Real estate experts on an Urban Land Institute panel Thursday cited jobs created by petrochemical industry, new housing developments and long-awaited infrastructure in the area east of U.S. 59 North, between Interstate 10 East and Beltway 8.
“It’s become a place we know about,” said Scott Davis, Houston’s regional director of Metrostudy, a research firm for the housing industry.
The area accounts for 42 percent of the U.S. base of petrochemical manufacturing, with 400-plus chemical plants employing 33,000 workers. Billions of dollars in projects are on the books.
In places such as Lake Houston, Porter, New Caney and Aldine there are thousands of housing starts. Homes in some areas sell for as little as $80 per square foot, while in other pockets they fetch as much as $140.
Homes in master-planned communities there are selling at price points on par with the fanciest developments in the western and northern regions. As the segment of the Grand Parkway in the area nears completion, retail and single-family homes may begin to spread farther, the experts said.
“There is a lot of development in varying degrees along where the Grand Parkway goes through,” Davis said. “The presence of the Grand Parkway changed the market.”
No clear identity
Yet they also noted the area’s lack of a clear identity and said it continues to lag in terms of retail and home sales behind Sugar Land, Katy and the Energy Corridor to the west and The Woodlands to the north.
Still, Davis said master-planned communities there such as The Groves by Crescent Communities, Lakewood Pine Estates by KB Homes and Bridges on Lake Houston by DR Horton are offering homes prices higher than the $105 per square foot average for the Houston region.
Davis said years ago the northeast region accounted for as little as 6 percent of the total market share of homes in Houston. It now represents about 10 to 12 percent in the single-family market, he said.
He said this growth will continue as infrastructure improves and the petrochemical industry continues to create jobs there.

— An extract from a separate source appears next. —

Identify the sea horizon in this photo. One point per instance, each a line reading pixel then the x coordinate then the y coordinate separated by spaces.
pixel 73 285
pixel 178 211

“Energy is not just something that happens in office buildings along the Katy Freeway,” Davis said. “… We have opportunity on the northeast side of town.”
Generation Park
The commercial real estate park known as Generation Park – at 4,000 acres in northeast Houston – recently attracted FMC Technologies for its state-of-the-art headquarters campus.

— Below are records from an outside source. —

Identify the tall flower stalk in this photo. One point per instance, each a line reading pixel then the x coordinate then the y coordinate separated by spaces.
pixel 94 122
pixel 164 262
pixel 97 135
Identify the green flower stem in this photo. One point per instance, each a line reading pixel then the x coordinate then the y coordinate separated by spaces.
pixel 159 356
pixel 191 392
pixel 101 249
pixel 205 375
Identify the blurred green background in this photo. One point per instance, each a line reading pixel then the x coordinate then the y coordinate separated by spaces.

The company, which makes subsea equipment for the oil and gas industry, broke ground last year on the project, which will consolidate 10 Houston locations to the new business park. The first employees are to move there in early 2016.
Retail follows homes
Developer Ryan McCord of McCord Development said the area has relatively little retail per capita.
That could make it harder to entice workers in search of shorter commutes to move to the area.
McCord also cited the challenge in defining the area or even describing where it is.
But Jason Baker of re-tail brokerage firm Baker Katz said that will change as retail activity accelerates.
He said the connection to the Grand Parkway will help connect people from, say, Kingwood, to The Woodlands and vice versa.
“Retail follows rooftops,” Baker said. “Northeast Houston is a real place now, and people are committed to spending money there.”